Jakarta (ANTARA News) - Pemimpin spiritual Tibet Dalai Lama mengatakan pada Rabu bahwa ia akan mengunjungi presiden Amerika Serikat terpilih Donald Trump, pertemuan yang akan membuat marah Beijing, yang memandang pemenang Hadiah Nobel Perdamaian itu sebagai separatis berbahaya.

Saat mengunjungi ibu kota Mongolia, Ulan Bator, dan ditanya mengenai pemilihan presiden AS, Dalai Lama mengatakan bahwa dia selalu menganggap Amerika Serikat sebagai "bangsa terkemuka di dunia bebas."

"Saya pikir ada beberapa masalah di Amerika Serikat, jadi saya akan pergi untuk melihat presiden baru," katanya kepada wartawan, tanpa menjelaskan lebih lanjut.

Meski ada peringatan dari China bahwa itu akan merusak hubungan diplomatik, Presiden Barack Obama bertemu dengan Dalai Lama di Gedung Putih pada Juni, pertemuan keempat Obama dengan Dalai Lama di Gedung Putih dalam delapan tahun terakhir.

Dalai Lama, yang berbicara menggunakan Bahasa Inggris, menepis beberapa retorika kampanye pemilihan presiden Amerika Serikat AS.

"Kadang-kadang saya merasa selama pemilihan umum calon memiliki lebih banyak kebebasan untuk mengekspresikan diri.

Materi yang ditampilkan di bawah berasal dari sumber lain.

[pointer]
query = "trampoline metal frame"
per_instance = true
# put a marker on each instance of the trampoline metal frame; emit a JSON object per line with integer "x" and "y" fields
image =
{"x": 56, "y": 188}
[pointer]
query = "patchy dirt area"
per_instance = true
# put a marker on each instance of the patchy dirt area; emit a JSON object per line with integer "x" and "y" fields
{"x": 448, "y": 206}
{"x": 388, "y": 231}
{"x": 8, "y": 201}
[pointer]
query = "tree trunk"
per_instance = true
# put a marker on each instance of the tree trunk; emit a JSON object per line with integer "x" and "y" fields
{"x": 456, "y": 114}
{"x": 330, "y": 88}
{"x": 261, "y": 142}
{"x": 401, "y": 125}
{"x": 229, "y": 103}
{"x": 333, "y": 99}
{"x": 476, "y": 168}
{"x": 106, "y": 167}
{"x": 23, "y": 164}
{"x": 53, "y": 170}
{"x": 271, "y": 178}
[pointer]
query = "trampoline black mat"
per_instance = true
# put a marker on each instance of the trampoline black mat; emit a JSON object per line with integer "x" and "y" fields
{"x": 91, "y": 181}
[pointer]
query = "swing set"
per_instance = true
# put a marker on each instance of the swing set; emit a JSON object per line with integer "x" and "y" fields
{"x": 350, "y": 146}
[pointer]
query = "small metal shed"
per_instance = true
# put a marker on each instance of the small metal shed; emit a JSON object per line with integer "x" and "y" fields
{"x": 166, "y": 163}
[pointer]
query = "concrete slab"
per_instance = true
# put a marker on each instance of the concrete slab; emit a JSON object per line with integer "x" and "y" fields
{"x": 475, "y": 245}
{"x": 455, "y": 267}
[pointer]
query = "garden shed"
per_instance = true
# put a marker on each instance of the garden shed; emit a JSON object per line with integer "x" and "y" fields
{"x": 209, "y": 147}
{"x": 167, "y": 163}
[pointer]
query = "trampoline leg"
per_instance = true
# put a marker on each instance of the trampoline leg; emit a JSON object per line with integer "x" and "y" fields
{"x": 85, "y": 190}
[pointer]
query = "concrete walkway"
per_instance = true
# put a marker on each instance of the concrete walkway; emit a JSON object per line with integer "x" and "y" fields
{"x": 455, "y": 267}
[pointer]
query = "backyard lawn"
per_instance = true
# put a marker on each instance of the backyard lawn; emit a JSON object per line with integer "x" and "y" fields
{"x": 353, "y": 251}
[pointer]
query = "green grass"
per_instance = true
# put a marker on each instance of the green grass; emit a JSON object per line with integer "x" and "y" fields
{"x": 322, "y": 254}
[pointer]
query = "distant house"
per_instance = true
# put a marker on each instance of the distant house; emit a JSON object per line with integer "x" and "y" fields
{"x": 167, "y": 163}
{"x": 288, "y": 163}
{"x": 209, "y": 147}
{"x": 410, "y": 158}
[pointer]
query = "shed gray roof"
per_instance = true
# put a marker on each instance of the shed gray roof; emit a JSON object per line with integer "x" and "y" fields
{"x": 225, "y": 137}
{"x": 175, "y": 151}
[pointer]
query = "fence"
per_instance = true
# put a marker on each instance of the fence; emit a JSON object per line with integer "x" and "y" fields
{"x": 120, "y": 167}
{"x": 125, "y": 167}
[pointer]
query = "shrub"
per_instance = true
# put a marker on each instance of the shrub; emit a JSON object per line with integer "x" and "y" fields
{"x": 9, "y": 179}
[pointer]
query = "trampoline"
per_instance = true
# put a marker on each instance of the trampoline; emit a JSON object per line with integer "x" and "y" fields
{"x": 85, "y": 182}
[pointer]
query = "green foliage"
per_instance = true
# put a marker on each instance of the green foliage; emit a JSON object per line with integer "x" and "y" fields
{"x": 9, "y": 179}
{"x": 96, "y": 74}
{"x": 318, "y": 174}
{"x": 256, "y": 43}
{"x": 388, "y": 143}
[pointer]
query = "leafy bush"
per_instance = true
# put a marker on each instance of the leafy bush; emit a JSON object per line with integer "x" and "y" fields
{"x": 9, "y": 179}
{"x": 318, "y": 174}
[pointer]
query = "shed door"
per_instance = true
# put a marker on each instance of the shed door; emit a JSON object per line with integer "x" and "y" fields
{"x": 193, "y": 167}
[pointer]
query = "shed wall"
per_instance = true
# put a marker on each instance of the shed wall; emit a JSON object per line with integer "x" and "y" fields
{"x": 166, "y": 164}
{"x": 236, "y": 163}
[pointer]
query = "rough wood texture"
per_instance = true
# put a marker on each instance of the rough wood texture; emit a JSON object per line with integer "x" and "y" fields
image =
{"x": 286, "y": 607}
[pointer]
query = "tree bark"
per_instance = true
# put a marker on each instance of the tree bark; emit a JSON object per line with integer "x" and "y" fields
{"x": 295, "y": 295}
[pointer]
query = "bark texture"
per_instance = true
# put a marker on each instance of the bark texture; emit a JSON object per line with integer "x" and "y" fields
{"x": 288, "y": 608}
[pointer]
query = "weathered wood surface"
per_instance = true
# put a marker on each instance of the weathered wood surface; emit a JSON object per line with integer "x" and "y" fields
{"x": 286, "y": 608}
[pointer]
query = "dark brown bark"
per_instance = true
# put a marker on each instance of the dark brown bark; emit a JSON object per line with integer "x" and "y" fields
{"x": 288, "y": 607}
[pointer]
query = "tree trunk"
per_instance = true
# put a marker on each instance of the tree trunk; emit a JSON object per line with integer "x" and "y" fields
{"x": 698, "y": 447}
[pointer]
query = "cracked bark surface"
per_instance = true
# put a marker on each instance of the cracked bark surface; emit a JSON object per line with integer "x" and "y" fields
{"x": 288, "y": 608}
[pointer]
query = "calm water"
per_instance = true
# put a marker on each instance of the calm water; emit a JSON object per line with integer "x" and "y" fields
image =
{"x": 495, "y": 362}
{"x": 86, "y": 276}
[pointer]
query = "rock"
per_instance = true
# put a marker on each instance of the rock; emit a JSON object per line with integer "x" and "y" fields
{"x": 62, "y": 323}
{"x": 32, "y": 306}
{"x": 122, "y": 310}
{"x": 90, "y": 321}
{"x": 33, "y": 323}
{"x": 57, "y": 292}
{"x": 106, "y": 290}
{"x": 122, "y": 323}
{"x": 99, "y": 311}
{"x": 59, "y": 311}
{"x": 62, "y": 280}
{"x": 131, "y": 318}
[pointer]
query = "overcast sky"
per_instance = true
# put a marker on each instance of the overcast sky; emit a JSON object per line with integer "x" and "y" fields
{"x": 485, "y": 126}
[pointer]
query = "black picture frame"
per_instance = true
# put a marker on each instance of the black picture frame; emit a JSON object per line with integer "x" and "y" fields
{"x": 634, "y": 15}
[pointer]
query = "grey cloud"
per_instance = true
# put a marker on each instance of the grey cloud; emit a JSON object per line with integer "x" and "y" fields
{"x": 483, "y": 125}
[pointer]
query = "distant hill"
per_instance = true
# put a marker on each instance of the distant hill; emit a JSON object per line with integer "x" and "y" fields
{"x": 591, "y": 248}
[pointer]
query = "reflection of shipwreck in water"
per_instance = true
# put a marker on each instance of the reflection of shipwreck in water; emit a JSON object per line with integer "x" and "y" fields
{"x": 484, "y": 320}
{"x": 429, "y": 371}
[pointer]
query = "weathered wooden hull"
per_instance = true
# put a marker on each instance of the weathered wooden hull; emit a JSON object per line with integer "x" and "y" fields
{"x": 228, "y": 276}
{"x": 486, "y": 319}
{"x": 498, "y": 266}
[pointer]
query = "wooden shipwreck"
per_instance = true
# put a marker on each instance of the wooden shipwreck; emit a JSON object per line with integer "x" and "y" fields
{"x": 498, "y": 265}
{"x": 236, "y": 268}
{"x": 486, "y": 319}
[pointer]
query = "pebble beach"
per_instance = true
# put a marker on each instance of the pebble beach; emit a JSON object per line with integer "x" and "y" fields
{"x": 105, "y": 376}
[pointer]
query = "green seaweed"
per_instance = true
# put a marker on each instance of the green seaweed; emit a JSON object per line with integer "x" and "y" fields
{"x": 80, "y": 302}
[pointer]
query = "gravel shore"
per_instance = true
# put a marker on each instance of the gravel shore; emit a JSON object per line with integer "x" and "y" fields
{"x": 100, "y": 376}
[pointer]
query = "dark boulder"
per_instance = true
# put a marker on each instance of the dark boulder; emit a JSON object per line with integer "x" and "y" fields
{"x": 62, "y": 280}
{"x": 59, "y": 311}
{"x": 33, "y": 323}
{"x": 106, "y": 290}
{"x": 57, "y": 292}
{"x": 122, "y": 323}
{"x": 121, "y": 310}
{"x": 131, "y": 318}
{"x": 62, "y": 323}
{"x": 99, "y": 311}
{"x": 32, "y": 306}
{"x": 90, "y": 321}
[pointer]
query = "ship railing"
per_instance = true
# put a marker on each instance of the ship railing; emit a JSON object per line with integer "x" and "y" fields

Setelah terpilih, memiliki tanggung jawab, maka mereka harus memberitahukan semacam visi mereka, karya mereka sesuai dengan kenyataan," katanya.

China menganggap Dalai Lama sebagai separatis, meskipun ia mengatakan ia hanya berusaha mengupayakan otonomi sejati untuk Tanah Airnya Tibet, yang "dibebaskan secara damai" oleh pasukan Komunis China tahun 1950.

China marah karena Mongolia karena mengizinkan Dalai Lama berkunjung meski Kementerian Luar Negeri Mongolia dalam pernyataan yang dikutip kantor berita Montsame menyatakan pemerintah tidak tahu menahu mengenai kunjungan tersebut, yang katanya diatur oleh penganut Buddha Mongolia.

Setelah kunjungan Dalai Lama ke Mongolia tahun 2006, China sempat membatalkan penerbangan rute Beijing-Ulan Bator.

Beijing sering menyampaikan kemarannya kepada negara-negara yang menerima kunjungan Dalai Lama, yang terbang ke India tahun 1959 menyusul pemberontakan menentang China yang gagal, demikian menurut warta kantor berita Reuters.